“Rotten, rotten old world,” broke out Eleanor suddenly, “and the wretchedest thing of all is me—oh, why am I a girl? Why am I not a stupid—? Look at you; you’re stupider than I am, not much, but some, and you can lope about and get bored and then lope somewhere else, and you can play around with girls without being involved in meshes of sentiment, and you can do anything and be justified—and here am I with the brains to do everything, yet tied to the sinking ship of future matrimony. If I were born a hundred years from now, well and good, but now what’s in store for me—I have to marry, that goes without saying. Who? I’m too bright for most men, and yet I have to descend to their level and let them patronize my intellect in order to get their attention. Every year that I don’t marry I’ve got less chance for a first-class man. At the best I can have my choice from one or two cities and, of course, I have to marry into a dinner-coat.

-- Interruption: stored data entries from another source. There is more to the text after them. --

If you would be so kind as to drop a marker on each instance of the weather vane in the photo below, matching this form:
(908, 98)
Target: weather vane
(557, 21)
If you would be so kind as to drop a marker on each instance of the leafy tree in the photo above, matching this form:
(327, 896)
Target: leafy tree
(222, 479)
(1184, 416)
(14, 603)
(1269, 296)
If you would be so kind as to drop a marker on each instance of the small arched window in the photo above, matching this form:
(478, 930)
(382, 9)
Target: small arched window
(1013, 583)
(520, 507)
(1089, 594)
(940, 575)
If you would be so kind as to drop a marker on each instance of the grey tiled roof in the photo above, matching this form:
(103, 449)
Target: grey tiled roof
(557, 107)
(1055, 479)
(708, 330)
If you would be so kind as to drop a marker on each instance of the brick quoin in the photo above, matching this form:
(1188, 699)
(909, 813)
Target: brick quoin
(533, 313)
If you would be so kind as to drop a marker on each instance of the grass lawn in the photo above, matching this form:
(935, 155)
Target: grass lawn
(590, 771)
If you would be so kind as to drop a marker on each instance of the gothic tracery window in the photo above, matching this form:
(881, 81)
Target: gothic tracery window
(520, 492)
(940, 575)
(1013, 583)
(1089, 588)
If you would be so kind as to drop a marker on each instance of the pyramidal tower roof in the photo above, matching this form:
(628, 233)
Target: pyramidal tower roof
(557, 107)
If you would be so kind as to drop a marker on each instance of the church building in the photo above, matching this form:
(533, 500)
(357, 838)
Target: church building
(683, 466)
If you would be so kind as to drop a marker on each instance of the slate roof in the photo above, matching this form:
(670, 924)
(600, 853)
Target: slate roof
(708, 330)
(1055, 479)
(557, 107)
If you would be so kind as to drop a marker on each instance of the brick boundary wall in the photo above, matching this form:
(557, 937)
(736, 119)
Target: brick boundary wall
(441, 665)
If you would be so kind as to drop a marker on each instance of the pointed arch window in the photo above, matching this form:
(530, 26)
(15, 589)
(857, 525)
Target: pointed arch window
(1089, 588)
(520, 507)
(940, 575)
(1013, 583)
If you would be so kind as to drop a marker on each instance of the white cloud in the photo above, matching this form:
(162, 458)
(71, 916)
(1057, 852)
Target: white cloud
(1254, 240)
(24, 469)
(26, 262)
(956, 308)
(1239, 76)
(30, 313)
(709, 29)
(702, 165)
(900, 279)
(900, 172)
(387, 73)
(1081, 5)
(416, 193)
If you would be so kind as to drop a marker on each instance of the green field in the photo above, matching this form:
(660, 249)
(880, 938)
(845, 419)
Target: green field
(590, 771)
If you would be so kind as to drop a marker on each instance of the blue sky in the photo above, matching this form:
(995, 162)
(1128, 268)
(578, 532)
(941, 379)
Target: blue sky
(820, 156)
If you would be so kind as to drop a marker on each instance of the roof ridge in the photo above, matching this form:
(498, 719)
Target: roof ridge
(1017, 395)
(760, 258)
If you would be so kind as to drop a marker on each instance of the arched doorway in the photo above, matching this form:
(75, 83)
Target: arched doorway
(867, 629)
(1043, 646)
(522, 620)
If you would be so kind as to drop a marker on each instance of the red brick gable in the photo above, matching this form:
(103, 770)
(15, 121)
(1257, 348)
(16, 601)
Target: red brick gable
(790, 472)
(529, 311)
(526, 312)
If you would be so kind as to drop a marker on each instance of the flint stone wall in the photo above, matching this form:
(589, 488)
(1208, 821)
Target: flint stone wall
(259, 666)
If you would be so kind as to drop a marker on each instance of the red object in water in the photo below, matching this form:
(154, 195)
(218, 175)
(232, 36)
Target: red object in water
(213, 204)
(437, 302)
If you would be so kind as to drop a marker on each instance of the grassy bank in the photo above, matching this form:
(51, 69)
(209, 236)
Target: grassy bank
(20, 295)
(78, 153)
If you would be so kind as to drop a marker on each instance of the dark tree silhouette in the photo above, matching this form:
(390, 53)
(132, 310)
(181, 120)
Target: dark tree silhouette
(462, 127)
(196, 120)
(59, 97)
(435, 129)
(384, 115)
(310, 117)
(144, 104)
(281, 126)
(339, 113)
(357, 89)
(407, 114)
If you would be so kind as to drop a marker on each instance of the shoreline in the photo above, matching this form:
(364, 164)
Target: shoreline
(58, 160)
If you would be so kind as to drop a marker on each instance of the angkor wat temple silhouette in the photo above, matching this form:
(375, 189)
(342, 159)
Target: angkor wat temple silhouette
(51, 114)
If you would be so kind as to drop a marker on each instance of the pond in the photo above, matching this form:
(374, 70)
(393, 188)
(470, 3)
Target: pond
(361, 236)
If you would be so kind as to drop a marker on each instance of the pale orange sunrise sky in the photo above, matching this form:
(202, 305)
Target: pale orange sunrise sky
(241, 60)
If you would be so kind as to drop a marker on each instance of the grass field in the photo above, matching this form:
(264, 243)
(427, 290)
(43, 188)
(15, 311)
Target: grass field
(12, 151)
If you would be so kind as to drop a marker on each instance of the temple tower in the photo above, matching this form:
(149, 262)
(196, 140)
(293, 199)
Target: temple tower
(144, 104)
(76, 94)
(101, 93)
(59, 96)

“Listen,” she leaned close again, “I like clever men and good-looking men, and, of course, no one cares more for personality than I do. Oh, just one person in fifty has any glimmer of what sex is. I’m hipped on Freud and all that, but it’s rotten that every bit of real love in the world is ninety-nine per cent passion and one little soupcon of jealousy.” She finished as suddenly as she began.
“Of course, you’re right,” Amory agreed. “It’s a rather unpleasant overpowering force that’s part of the machinery under everything. It’s like an actor that lets you see his mechanics! Wait a minute till I think this out....”
He paused and tried to get a metaphor. They had turned the cliff and were riding along the road about fifty feet to the left.
“You see every one’s got to have some cloak to throw around it. The mediocre intellects, Plato’s second class, use the remnants of romantic chivalry diluted with Victorian sentiment—and we who consider ourselves the intellectuals cover it up by pretending that it’s another side of us, has nothing to do with our shining brains; we pretend that the fact that we realize it is really absolving us from being a prey to it. But the truth is that sex is right in the middle of our purest abstractions, so close that it obscures vision.... I can kiss you now and will. ...” He leaned toward her in his saddle, but she drew away.
“I can’t—I can’t kiss you now—I’m more sensitive.”
“You’re more stupid then,” he declared rather impatiently. “Intellect is no protection from sex any more than convention is...”
“What is?” she fired up. “The Catholic Church or the maxims of Confucius?”
Amory looked up, rather taken aback.
“That’s your panacea, isn’t it?” she cried. “Oh, you’re just an old hypocrite, too. Thousands of scowling priests keeping the degenerate Italians and illiterate Irish repentant with gabble-gabble about the sixth and ninth commandments. It’s just all cloaks, sentiment and spiritual rouge and panaceas. I’ll tell you there is no God, not even a definite abstract goodness; so it’s all got to be worked out for the individual by the individual here in high white foreheads like mine, and you’re too much the prig to admit it.” She let go her reins and shook her little fists at the stars.